12 Eylül itirafları: İşkencede ölenlere intihar süsü verdik, doktorlar da
işbirliği yaptı!

İşkence itirafları gözaltına alınan polisin ifadesinde ortaya çıktı
12 Eylül'den sonra Kahramanmaraş'ta Ali Ekber Yürek, Mehmet Ceren, Fehim
Özarslan ve Cennet Değirmenci'nin işkence görmesiyle ilgili 2010 yılında
başlatılan ve geçen yıl takipsizlik verilen soruşturma dosyasından işkence
itirafında bulunduktan sonra gözaltına alınan polis Sedat Caner'in ifadesi
çıktı.
Kahramanmaraş’ta 12 Eylül’den sonra üç gencin işkencede öldürülmesine ilişkin
takipsizlik verilen soruşturmadan, “itirafçı polis” Sedat Caner’in 1986 yılında
savcılığa verdiği ifade tutanağı çıktı. Kendisi Cennet Değirmenci’nin işkencede
öldürülmesine karıştığı için ceza alan Caner, ifadesinde; Kahramanmaraş’ta
Mehmet Ceren, Şükrü Bağ ve adını bilmediği bir kişinin, Gaziantep’te
Değirmenci’nin öldüğü işkenceyi anlattı. Ayrıca Ankara’da bir milli boksöre
elektrik verildiğini, İskenderun’da öz kayın biraderinin fosoptik çukuru
işkencesinin uygulandığını itiraf etti. Caner, polislerin soruşturma
komisyonunun önünde şüphelilere işkence yaptığını; Filistin askısı, kasap askısı,
ameliyat masası, çarmıha germek, sandalye falakası, kaplumbağa hücresi adı
verilen işkence türlerini anlattı. Caner ayrıca doktorların da kendileriyle
işbirliği yaptığını belirtti.
12 Eylül’den sonra Kahramanmaraş’ta Ali Ekber Yürek, Mehmet Ceren, Fehim
Özarslan ve Cennet Değirmenci’nin işkencede öldürülmesine ve birçok yurttaşın
işkence görmesine ilişkin 2010 yılında soruşturma başlatılmıştı. Afşin’de
başlayıp Kahramanmaraş Cumhuriyet Başsavcılığı’nda devam edilen soruşturmada
geçen yıl takipsizlik kararı verilmişti. Radikal’den İsmail Saymaz’ın haberine
göre, Yürek ve Ceren aileleri, avukat Hüseyin Aygün aracılığıyla Anayasa
Mahkemesi’ne başvuru için harekete geçince soruşturma dosyasının bir örneği
kendilerine ulaşmıştı.
Dosyanın açılmasıyla, dönemin ‘Nokta’ dergisine işkence itirafında
bulunduktan sonra gözaltına alınan polis Sedat Caner’in 2 Şubat 1986’da Ankara
Cumhuriyet Başsavcılığı’nda alınan ifadesi 30 yıl sonra gün ışığına çıktı.

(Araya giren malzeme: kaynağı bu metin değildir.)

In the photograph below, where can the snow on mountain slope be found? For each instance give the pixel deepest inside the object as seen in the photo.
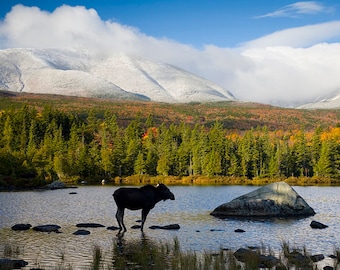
(331, 101)
(53, 72)
(85, 73)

Caner, Savcı M. Hayri Tayhan’a verdiği ifadede, Kahmaramaraş Sıkıyönetim Komutan
Yardımcılığı’na bağlı görev yaptığı 1980-1983 yılları arasında Kahramanmaraş’ta
Mehmet Ceren, Şükrü Bağ ve adını bilmediğini bir kişi ile Gaziantep’te Cennet
Değirmenci’nin işkencede öldürülmesine ilişkin bilgi verdi. Ayrıca
Kahramanmaraş’ta sol örgütlerle bağlantılı diye bir kısım polislerin,
İskenderun’da kendi kayın biraderinin, Ankara’da ise soyguna adı karıştığı için
bir bir boksörün işkenceden geçirildiğini belirtti. Caner, hem işkenceli sorguyu,
hem de işkence türlerini de anlattı.
İşte, Caner’in itirafları...
Ceren, ‘kasap askısı’ndan düşüp öldü: Şahit olduğum birinci olay, Kahramanmaraş
Eğitim Enstitüsü Spor Salonu’nda TKP-ML örgütü üyesi olarak kendiliğinden teslim
olan Mehmet Ceren olayı. Ceren’in sorgusunu İstihbarat Şube Müdür Vekili
Komiser Osman Çeçen, polis Şerif, Uzman Çavuş Gavur Ali yaptı. Sinema salonunun
kamera odası işkenceye tahsis edilmişti. ‘Filistin Askısı’ ve ‘Kasap Askısı’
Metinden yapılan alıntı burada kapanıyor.